Average embeddedness of nodes within the community.

The embeddedness of a node n w.r.t. a community C is the ratio of its degree within the community and its overall degree.

\[emb(n,C) = \frac{k_n^C}{k_n}\]

The average embeddedness of a community C is:

\[avg_embd(c) = \frac{1}{|C|} \sum_{i \in C} \frac{k_n^C}{k_n}\]
Parameters:summary – boolean. If True it is returned an aggregated score for the partition is returned, otherwise individual-community ones. Default True.
Returns:If summary==True a FitnessResult object, otherwise a list of floats.

Example:

>>> from cdlib.algorithms import louvain
>>> from cdlib import evaluation
>>> g = nx.karate_club_graph()
>>> communities = louvain(g)
>>> ave = communities.avg_embeddedness()
avg_odf(**kwargs) → cdlib.evaluation.fitness.FitnessResult

Average fraction of edges of a node of a algorithms that point outside the algorithms itself.

\[\frac{1}{n_S} \sum_{u \in S} \frac{|\{(u,v)\in E: v \not\in S\}|}{d(u)}\]

where \(E\) is the graph edge set, \(v\) is a node in \(S\), \(d(u)\) is the degree of \(u\) and \(n_S\) is the set of algorithms nodes.

Parameters:summary – (optional, default True) if True, an overall summary is returned for the partition (min, max, avg, std); if False a list of community-wise score
Returns:a FitnessResult object/a list of community-wise score
Example:
>>> from cdlib.algorithms import louvain
>>> g = nx.karate_club_graph()
>>> communities = louvain(g)
>>> mod = communities.avg_odf()
avg_transitivity(**kwargs) → cdlib.evaluation.fitness.FitnessResult

Average transitivity.

The average transitivity of a community is defined the as the average clustering coefficient of its nodes w.r.t. their connection within the community itself.
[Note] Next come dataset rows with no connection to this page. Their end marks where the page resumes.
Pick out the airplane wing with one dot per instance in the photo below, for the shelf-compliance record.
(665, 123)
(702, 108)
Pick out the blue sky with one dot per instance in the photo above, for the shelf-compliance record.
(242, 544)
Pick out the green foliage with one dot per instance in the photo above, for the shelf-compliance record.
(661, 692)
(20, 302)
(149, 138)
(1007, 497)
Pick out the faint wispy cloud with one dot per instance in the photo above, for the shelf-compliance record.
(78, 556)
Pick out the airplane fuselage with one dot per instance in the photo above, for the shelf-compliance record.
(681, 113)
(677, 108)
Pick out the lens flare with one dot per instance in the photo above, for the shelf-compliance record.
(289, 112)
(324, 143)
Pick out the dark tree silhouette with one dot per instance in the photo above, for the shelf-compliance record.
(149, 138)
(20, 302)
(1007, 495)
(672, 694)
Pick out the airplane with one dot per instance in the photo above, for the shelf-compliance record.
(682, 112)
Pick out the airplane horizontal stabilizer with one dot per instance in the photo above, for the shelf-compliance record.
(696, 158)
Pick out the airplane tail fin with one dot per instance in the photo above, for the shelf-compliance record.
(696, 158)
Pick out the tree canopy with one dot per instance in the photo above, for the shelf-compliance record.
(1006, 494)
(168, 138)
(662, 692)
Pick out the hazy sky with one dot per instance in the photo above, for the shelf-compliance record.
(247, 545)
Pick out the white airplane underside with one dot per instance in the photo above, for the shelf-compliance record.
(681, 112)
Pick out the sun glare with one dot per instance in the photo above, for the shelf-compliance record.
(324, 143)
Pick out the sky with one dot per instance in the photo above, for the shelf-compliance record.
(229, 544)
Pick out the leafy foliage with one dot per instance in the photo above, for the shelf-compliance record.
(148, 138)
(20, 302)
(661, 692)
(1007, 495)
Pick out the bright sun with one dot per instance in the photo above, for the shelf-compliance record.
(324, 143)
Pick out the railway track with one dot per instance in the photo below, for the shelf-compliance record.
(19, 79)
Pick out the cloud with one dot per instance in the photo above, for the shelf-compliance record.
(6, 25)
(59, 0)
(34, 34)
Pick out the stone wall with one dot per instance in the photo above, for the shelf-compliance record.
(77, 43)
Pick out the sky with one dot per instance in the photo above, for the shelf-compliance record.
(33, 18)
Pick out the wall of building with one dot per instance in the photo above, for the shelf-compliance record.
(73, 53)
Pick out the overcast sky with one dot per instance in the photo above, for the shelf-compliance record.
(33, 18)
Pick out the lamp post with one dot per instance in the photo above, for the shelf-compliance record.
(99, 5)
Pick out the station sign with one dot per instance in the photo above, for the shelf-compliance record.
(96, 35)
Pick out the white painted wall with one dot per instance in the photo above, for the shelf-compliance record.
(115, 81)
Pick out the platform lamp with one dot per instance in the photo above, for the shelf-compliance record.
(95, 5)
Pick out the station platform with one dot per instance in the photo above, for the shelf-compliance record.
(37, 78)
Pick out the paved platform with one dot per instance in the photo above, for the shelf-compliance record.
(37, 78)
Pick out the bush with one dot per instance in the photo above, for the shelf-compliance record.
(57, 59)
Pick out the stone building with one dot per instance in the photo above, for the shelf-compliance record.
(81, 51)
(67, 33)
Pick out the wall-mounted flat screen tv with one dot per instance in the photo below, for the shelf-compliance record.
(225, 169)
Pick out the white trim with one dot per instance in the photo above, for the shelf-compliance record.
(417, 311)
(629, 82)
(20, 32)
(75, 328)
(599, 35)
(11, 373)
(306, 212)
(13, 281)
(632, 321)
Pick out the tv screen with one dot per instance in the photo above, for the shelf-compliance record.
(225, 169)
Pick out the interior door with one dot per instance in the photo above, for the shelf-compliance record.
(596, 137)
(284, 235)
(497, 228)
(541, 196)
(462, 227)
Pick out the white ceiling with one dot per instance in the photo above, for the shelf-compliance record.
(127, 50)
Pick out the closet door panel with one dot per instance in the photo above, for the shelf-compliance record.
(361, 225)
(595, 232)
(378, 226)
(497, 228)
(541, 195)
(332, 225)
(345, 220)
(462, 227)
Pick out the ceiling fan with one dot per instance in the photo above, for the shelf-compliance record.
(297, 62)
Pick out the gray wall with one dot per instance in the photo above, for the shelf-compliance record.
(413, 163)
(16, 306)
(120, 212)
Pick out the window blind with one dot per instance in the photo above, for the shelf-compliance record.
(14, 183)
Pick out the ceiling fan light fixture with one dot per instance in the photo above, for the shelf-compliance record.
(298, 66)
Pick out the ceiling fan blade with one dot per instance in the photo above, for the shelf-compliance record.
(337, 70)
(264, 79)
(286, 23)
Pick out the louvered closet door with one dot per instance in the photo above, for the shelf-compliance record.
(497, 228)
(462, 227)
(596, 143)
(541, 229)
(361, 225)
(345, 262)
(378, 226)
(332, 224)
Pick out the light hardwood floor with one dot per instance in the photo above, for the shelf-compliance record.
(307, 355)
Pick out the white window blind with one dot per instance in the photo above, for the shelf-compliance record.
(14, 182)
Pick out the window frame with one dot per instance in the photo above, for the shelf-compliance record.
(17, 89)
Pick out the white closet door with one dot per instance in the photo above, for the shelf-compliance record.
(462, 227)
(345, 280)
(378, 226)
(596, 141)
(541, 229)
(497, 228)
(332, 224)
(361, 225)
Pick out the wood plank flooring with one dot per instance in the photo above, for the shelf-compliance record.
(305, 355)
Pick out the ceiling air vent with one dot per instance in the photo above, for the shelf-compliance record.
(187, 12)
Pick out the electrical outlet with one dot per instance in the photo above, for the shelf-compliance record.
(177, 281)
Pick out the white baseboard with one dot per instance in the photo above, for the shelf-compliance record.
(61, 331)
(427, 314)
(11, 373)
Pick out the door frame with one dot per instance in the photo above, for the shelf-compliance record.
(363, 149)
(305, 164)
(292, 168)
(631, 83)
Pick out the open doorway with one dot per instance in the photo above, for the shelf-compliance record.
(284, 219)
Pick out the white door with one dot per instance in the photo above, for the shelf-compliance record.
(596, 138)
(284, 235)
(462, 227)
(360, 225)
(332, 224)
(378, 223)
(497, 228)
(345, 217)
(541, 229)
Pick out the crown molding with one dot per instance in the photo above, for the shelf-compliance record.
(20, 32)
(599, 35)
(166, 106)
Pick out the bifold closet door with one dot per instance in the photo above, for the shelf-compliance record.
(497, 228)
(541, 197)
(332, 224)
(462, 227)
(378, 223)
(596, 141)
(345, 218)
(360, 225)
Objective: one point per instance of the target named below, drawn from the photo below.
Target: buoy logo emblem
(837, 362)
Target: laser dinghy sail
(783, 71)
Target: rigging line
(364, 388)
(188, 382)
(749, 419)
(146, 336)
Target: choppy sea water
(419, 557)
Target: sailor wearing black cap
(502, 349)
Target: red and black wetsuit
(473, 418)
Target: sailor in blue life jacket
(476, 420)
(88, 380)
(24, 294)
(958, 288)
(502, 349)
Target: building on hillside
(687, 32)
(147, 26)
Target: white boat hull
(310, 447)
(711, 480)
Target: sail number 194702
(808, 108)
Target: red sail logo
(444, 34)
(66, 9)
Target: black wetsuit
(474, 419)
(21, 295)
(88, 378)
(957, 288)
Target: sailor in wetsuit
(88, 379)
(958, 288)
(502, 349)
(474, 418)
Parameters:summary – boolean. If True it is returned an aggregated score for the partition is returned, otherwise individual-community ones. Default True.
Returns:If summary==True a FitnessResult object, otherwise a list of floats.

Example:

>>> from cdlib.algorithms import louvain
>>> from cdlib import evaluation
>>> g = nx.karate_club_graph()
>>> communities = louvain(g)
>>> scd = communities.avg_transitivity()
conductance(**kwargs) → cdlib.evaluation.fitness.FitnessResult

Fraction of total edge volume that points outside the algorithms.

\[f(S) = \frac{c_S}{2 m_S+c_S}\]

where \(c_S\) is the number of algorithms nodes and, \(m_S\) is the number of algorithms edges

Parameters:summary – (optional, default True) if True, an overall summary is returned for the partition (min, max, avg, std); if False a list of community-wise score
Returns:a FitnessResult object/a list of community-wise score
Example:
>>> from cdlib.algorithms import louvain
>>> g = nx.karate_club_graph()
>>> communities = louvain(g)
>>> mod = communities.conductance()
cut_ratio(**kwargs) → cdlib.evaluation.fitness.FitnessResult

Fraction of existing edges (out of all possible edges) leaving the algorithms.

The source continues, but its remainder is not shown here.